French maker Tashi Bharucha is embarking on a unique project this year: the Legacy Collection. This is a series of ten highly limited custom knife designs, each one paying tribute to a maker who has influenced the craft and Bharucha himself.
The Legacy Collection designs are not collaborations, but will take inspiration from the knife maker they honor, with Bharucha belnding his personal interpretation of their style and with his own. Each Legacy Collection knife is made with explicit permission from the maker receiving the tribute (or their estate if they have passed away). The first Legacy Collection honoree is, unsurprisingly, Ken Onion.
Onion hardly needs an introduction, but in addition to being a top-tier custom maker for decades, he’s had an incalcuable influence on the production knife scene. “Ken’s impact on todays’ knife world is spectacular in many regards,” Bharucha tells us. “He was not the first custom maker to collaborate with a production company, but he really took that partnership to the next level, working with them on entire ranges, creating trends and pushing them to innovate.”
Of course, we wouldn’t have the mid-tech concept without Onion pioneering the format. “That term ‘mid-tech’ has since then lost its original meaning,” Bharucha notes. “A Ken Onion Mid-tech was a knife made by Ken in his shop with some outsourced parts. He would have the handles machined and blade blanks cut elsewhere but still fit all the parts, put the knife together and hand grind every blade…which is what some makers call custom nowadays.”
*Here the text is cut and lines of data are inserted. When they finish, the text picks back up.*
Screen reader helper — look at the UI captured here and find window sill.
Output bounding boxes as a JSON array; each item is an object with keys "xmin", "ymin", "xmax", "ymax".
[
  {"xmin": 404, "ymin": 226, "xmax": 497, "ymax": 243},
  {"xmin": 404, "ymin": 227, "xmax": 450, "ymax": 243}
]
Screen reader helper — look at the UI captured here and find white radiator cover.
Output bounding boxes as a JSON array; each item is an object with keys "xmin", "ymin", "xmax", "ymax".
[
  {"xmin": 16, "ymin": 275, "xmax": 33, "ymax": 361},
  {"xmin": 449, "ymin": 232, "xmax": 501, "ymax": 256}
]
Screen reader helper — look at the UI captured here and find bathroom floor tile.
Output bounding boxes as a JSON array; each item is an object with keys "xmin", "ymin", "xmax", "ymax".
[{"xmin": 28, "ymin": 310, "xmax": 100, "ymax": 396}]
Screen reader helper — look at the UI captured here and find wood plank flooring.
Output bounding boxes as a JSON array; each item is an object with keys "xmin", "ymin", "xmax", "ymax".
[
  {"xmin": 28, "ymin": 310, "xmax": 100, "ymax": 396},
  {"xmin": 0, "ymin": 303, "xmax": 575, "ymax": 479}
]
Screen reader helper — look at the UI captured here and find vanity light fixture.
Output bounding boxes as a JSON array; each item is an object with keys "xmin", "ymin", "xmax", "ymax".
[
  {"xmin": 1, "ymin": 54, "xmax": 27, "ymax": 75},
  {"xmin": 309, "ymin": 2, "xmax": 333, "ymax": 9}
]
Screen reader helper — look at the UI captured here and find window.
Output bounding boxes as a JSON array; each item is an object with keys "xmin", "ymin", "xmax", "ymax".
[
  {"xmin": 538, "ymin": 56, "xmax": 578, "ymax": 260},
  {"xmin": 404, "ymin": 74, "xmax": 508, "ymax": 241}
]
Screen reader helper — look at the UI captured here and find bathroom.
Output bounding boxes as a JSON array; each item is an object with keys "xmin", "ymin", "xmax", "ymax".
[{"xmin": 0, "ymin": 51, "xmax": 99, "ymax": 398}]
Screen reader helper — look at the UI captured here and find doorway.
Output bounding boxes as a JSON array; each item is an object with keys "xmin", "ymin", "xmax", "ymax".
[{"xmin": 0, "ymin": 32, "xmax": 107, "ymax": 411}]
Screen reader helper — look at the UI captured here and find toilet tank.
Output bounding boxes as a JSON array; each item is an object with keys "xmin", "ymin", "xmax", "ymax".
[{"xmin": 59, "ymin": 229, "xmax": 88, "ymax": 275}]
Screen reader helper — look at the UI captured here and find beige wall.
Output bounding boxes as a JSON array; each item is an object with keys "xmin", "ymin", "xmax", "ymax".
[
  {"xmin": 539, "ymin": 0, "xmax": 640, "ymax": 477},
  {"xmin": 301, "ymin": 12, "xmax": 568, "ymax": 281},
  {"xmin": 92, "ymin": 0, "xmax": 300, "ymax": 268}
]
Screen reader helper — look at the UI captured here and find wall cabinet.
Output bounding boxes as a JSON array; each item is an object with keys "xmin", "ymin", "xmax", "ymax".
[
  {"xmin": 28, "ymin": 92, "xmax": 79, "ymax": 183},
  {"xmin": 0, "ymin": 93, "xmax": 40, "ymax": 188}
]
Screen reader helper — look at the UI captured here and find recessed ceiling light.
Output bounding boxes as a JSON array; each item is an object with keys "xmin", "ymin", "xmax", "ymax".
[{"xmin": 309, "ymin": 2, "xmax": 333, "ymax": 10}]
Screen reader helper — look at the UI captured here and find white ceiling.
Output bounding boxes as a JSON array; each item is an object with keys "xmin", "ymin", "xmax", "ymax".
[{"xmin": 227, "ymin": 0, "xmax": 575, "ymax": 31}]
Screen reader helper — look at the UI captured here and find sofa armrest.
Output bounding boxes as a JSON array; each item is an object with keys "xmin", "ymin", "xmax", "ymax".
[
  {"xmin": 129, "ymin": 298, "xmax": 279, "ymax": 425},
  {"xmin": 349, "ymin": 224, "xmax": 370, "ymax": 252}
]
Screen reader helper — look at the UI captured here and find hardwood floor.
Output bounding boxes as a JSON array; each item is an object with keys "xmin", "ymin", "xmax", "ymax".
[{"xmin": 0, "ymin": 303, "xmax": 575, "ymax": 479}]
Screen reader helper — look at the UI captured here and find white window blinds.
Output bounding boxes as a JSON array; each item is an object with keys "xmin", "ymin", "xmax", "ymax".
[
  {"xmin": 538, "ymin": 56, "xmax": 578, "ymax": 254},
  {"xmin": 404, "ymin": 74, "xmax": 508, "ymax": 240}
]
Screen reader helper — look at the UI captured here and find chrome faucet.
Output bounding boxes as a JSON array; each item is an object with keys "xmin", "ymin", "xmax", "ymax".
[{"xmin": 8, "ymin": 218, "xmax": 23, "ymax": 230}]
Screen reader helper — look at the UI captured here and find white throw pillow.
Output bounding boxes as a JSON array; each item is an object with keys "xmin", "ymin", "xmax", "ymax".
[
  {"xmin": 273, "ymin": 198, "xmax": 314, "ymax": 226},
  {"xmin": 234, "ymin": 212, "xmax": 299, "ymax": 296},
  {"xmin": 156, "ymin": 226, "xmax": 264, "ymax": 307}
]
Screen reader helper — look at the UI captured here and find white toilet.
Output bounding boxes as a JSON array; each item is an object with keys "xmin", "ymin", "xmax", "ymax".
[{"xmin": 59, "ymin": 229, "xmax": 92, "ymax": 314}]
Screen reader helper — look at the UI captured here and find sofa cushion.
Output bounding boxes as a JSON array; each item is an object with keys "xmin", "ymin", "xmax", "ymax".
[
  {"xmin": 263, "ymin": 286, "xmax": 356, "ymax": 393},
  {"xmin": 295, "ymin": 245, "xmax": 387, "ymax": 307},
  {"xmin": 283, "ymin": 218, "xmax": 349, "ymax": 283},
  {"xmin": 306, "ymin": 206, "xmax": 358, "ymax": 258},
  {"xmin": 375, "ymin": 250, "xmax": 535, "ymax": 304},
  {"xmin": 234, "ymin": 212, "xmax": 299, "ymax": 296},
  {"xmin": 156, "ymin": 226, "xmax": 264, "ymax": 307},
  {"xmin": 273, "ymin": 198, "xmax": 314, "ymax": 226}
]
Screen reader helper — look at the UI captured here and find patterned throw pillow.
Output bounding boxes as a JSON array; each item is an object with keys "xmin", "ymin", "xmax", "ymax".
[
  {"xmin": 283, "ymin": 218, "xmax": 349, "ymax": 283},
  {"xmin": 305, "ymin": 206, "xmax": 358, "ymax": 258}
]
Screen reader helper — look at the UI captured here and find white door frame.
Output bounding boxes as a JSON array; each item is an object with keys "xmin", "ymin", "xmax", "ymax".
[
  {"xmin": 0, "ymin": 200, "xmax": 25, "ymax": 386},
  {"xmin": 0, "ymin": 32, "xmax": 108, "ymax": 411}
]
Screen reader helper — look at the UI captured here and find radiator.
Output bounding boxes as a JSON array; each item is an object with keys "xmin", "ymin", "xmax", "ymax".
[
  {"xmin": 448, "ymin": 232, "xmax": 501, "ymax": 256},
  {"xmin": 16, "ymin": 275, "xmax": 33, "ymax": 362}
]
The Onion Legacy knife is a large custom folder with a 3.8 inch RWL-34 blade. Onion’s influence can be clearly seen on this blade, with its curvy, organic twist on a tanto shape. Bharucha’s penchant for gleaming hand-rubbed blades is on display, but the angluer, humped handle design is where the French maker’s own style shines through most evidently. The scales are made from titanium, but the Onion Legacy – obviously a collector’s piece and not a user – is still a heavy knife, weighing just over 7 oz.
Bharucha built these knives with the explicit intention of keeping them very exclusive; only nine Legacy Onion knives have been and will ever be made. Bharucha kept one, but the rest have been spoken for – including the original prototype which went to Ken Onion himself. However, there are nine other makers Bharucha intends to honor with this series. “The next one would have to be Bob Loveless, who I probably should have started with,” Bharucha notes. “He is the father of modern knife design and my approach to this series is obviously through design. And after that, my hero, the great Tom Mayo, who’s main influence was also Loveless.”
“This will run for years to come,” Bharucha concludes. “Don’t exactly know when I’ll start working on the next one but definitely in 2021. I might aim for one every year.”